= Bernice Tlalane Mohapeloa =

Lesotho educator and activist (1899–1997)

Bernice Tlalane Mohapeloa BEM (1899–1997) was a Lesotho educator and activist.

== Early life ==
Born Nee Morolong in Mafeteng, she received her primary education there, passing her standard six examinations in 1913. The next year she began teacher training at Thabana Morena Girls' School, completing the course in 1915, and in the same year she went to South Africa to attend Lovedale High School. Receiving her junior certificate in 1918, she went to Fort Hare University College in 1919, obtaining her teacher's diploma in 1922.

== Career ==
She taught at Tiger Kloof School and then at Indana Industrial School for Girls in Natal. When appointed principal of Mafeteng Intermediate School in 1929, she became the first Basotho woman to hold this position.
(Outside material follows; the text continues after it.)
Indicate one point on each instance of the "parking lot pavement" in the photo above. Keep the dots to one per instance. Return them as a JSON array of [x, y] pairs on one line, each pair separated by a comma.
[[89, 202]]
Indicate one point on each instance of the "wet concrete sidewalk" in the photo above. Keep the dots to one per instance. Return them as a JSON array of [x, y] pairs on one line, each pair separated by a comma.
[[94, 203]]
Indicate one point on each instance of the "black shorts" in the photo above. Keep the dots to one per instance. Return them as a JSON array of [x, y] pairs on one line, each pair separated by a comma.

She introduced Girl Guiding to the school.

In 1942, Mohapeloa returned to Basutoland. In 1943, she began teaching at Basutoland High School. From 1944 until her official retirement in 1955, she taught at St Catherine's Girls Industrial School.

In 1944, Mohapeloa founded the Basutoland Homemakers' Association, modeled on similar clubs, such as the Home Improvement Club at Fort Hare University College, which she had joined in 1931. She was president of the Association from 1945 to 1983. In the 1950s, there were approximately 3000 members in more than 100 clubs within the Association and there were over 13,000 members and 200 clubs after independence.

In 1951, Mohapeloa acted as translator and lady-in-waiting to Paramount Chieftainess ‘Mantšebo Seeiso on a trip to England. In 1974, Mohapeloa became the first woman parliamentarian in Lesotho.

== Honors ==
She received the British Empire Medal in the 1946 Birthday Honours, in the same year becoming the first African woman to receive the Dorothy Cadbury Fellowship. She received the Order of Ramatseatsana from the government of Lesotho and an honorary doctorate from the National University of Lesotho in 1991.

Mohapeloa was one of the most influential women in Lesotho's modern history; among those who counted her as a role model was politician 'Matlelima Hlalele.

==Personal life==
In 1930 she married Joel Thabiso Mohapeloa.